During the training, it is able to replay certain transitions according to its recorded experience, using either a Dyna or Prioritized Sweeping based approach.

The algorithm employed for SR updates is a variant on SARSA, meaning that updates are made online, using the actual subsequent action taken. However, for memory-based updates, the subsequent action in the Bellman equation is chosen according to the agent's policy. For `epsilon = 0` or for large values of `beta`, this is the offline Q-learning style approach.

In [None]:
import numpy as np
import numpy.random as npr
from gridworld import SimpleGrid
from algs import TDSR
import progressbar
from plotting import *

In [None]:
grid_size = 7
pattern="empty" # "empty" or "four_rooms"
env = SimpleGrid(grid_size, block_pattern=pattern, obs_mode="index")

In [None]:
# env episode params
episode_length = (2 * grid_size) ** 2
episodes = 10
goal_pos = [grid_size // 2, grid_size // 2]

# agent params
gamma = 0.9
lr = 5e-2 # learning rate across all incremental algs
poltype = 'egreedy' # "egreedy" or "softmax"
epsilon = 1 # for epsilon-greedy policies
beta = 20 # inverse temperature for softmax policies

# memory params
n_mem = 100 # number of retrieved memories per timestep
theta = 5e-1 # priority threshold for prioritized sweeping
memtype = "ps" # None or "dyna" or "ps"

In [None]:
# memory helper functions 

def memory_update(exp, agent, epsilon, beta):
    exp1 = exp.copy()
    if not exp[-1]:
        # change to "best" action in hindsight
        exp1[1] = agent.sample_action(exp[0], epsilon=epsilon, beta=beta)
    td_sr = agent.update_sr(exp, exp1)
    return td_sr

def exp_normalize(x):
    b = x.max()
    y = np.exp(x - b)
    return y / y.sum()

def get_dyna_indices(experiences, weights, nsamples):
    p = exp_normalize(np.array(weights))
    p /= p.sum()
    return npr.choice(len(experiences), nsamples, p=p, replace=True)

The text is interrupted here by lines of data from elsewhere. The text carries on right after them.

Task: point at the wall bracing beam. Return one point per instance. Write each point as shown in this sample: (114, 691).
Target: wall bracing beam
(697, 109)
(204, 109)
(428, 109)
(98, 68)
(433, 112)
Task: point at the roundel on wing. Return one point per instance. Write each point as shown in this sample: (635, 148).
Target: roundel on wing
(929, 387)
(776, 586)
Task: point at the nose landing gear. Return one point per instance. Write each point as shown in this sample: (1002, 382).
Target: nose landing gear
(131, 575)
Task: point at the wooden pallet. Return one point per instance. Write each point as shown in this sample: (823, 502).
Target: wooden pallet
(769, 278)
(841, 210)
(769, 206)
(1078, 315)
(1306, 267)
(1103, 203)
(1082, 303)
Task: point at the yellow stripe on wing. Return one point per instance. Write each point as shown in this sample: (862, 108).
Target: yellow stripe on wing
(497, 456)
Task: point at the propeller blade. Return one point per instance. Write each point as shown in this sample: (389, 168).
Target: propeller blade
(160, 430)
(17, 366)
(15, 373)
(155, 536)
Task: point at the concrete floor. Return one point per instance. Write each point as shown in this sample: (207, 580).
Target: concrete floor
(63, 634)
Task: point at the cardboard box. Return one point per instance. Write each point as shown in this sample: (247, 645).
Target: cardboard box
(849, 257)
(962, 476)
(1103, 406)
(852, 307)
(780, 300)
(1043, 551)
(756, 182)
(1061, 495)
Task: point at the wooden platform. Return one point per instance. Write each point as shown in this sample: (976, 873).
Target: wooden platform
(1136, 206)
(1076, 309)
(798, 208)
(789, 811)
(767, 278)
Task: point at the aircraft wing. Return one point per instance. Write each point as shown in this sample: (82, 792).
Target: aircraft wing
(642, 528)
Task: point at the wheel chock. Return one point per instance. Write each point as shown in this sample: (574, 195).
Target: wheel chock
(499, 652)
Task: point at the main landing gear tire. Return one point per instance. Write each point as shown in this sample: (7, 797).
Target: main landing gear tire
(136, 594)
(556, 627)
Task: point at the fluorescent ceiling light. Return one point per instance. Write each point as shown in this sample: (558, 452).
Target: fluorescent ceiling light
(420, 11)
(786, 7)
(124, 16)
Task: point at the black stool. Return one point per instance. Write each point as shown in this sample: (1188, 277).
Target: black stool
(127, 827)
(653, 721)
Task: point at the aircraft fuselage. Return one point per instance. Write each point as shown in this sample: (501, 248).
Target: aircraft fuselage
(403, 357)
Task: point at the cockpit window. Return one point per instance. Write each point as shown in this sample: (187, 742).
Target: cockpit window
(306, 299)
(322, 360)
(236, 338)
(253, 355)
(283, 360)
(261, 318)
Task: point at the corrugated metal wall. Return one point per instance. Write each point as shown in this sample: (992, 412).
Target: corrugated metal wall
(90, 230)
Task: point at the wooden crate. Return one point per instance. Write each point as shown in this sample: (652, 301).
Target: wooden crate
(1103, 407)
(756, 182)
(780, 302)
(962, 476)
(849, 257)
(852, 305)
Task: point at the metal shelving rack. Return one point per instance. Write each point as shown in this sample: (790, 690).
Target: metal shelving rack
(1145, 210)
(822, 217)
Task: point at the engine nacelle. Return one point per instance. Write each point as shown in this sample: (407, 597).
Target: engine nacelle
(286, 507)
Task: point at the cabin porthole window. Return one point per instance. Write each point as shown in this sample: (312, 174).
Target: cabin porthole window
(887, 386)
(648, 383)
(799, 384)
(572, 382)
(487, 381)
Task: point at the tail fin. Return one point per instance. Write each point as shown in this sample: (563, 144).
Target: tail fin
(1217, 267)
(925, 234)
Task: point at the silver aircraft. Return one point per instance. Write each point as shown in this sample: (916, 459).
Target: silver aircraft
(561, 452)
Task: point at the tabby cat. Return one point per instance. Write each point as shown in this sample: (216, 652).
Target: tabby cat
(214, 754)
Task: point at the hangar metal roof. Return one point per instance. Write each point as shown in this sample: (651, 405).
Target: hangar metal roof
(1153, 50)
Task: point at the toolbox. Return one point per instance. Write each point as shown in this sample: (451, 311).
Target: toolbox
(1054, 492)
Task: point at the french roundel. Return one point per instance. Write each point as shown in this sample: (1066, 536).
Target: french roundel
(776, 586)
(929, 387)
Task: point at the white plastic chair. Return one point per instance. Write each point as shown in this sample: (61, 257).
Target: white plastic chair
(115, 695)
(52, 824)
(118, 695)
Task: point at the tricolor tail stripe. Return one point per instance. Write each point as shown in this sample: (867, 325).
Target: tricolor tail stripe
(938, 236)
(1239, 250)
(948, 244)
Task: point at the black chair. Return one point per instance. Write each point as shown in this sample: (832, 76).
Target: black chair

def get_predecessors(state, experiences):
    return [exp for exp in experiences if (exp[2] == state)]

def queue_append(exp, priority, queue):
    
    already_in_queue = False
    # if exp is already in queue with a lower priority, replace with higher priority
    for mem in queue:
        if ((mem["exp"] == exp) and (mem["priority"] < priority)):
            already_in_queue = True
            mem["priority"] = priority
    
    if not already_in_queue:
        queue.append({"exp": exp, "priority": priority})
        
    return queue

In [None]:
agent = TDSR(env.state_size, env.action_size, lr, gamma, poltype=poltype)
experiences = []
exp_weights = []
pqueue = []
errors = []

for i in progressbar.progressbar(range(episodes)):
    
    # start agent in a random position with the same goal
    env.reset(goal_pos=goal_pos)
    state = env.observation

    for j in range(episode_length):
        action = agent.sample_action(state, epsilon=epsilon, beta=beta)
        reward = env.step(action)
        state_next = env.observation
        done = env.done
        experiences.append([state, action, state_next, reward, done])        
        state = state_next
        
        if (j > 1):
            td_sr = agent.update_sr(experiences[-2], experiences[-1])
            errors.append(np.linalg.norm(td_sr))
            if (memtype == 'ps'):
                if (np.linalg.norm(td_sr) > theta):
                    pqueue = queue_append(experiences[-2], np.linalg.norm(td_sr), pqueue)
            td_w = agent.update_w(experiences[-1])
            grad = agent.update_eigs(experiences[-2])
                         
        if env.done:
            td_sr = agent.update_sr(experiences[-1], experiences[-1])
            errors.append(np.linalg.norm(td_sr))
            if (memtype == 'ps'):
                if (np.linalg.norm(td_sr) > theta):
                    pqueue = queue_append(experiences[-1], np.linalg.norm(td_sr), pqueue)
            grad = agent.update_eigs(experiences[-1])
            
        if (memtype == 'dyna'):
            exp_weights.append(len(experiences))
            mem_indices = get_dyna_indices(experiences, exp_weights, n_mem)
            mem = [experiences[t] for t in mem_indices]
            for exp in mem:
                td_sr = memory_update(exp, agent, epsilon, beta)
                grad = agent.update_eigs(exp)
            
        elif (memtype == 'ps'):
            for _ in range(n_mem):
                
                if not pqueue:
                    break
                    
                # get highest priority item and remove
                pqueue = sorted(pqueue, key = lambda item: item["priority"])
                exp = pqueue.pop()["exp"]
                
                td_sr = memory_update(exp, agent, epsilon, beta)                
                grad = agent.update_eigs(exp)
                
                for exp_pred in get_predecessors(exp[0], experiences):
                    td_sr = memory_update(exp_pred, agent, epsilon, beta)                    
                    grad = agent.update_eigs(exp_pred)
                    if (np.linalg.norm(td_sr) > theta):
                        pqueue = queue_append(exp_pred, np.linalg.norm(td_sr), pqueue)
                        
        if env.done:
            break

In [None]:
# for larger grid sizes, this plot might be too unwieldy
if grid_size <= 10:
    plot_place_fields(agent, env, epsilon=epsilon, beta=beta)

In [None]:
plt.imshow(agent.get_M_states(epsilon=epsilon, beta=beta).copy());

In [None]:
plot_grid_fields(agent, env, online=False, epsilon=epsilon, beta=beta)

In [None]:
plot_grid_fields(agent, env, online=True, epsilon=epsilon, beta=beta, nrows=8)